An interesting spin-off application of our initial development originated from the FP impact observation on classification performance. We found that classification results could be used as an indirect measure of segmentation quality particularly when the classification scheme is based solely on morphological and distributional characteristics like the one described here. Segmentation evaluation is one of the most challenging issues in medical image processing. It usually requires objective and accurate “ground truth” or “gold standard” information that is often unattainable in medical imaging where the human observer is commonly the only source of “ground truth” information. Using the classifier’s output for indirect segmentation validation may offer an advantage over more traditional techniques that use absolute measures of shape and size and require exact ground truth information. After all, it is the clinical outcome that is important in these applications.

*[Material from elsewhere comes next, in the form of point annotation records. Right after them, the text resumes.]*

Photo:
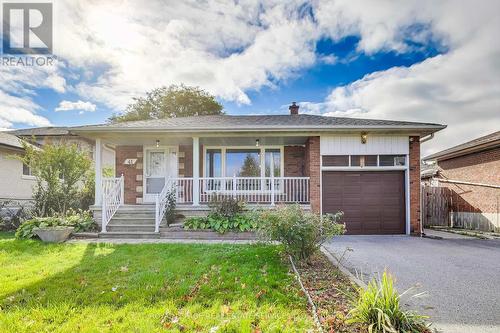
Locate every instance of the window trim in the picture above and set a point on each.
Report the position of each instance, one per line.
(262, 149)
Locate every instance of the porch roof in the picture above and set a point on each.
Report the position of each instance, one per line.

Finally, the described CADiagnosis scheme seems to be amendable to a variety of applications beyond breast cancer screening and early diagnosis. The input feature set and classification output could be modified and expanded to address problems associated with the diagnostic patient and specific breast disease types involving calcifications, e.g., ductal carcinoma in-situ, for the development of computer tools that go beyond detection and diagnosis into the domains of prognosis, patient management, and follow-up.

13.8 Acknowledgments

The authors acknowledge the valuable assistance of Angela Salem in the generation of the image databases used for algorithm development and testing, and of Joseph Murphy in the processing of the data.

Questions

1.Role of CADetection and CADiagnosis techniques in breast cancer and mammography. What is the relationship of the two systems?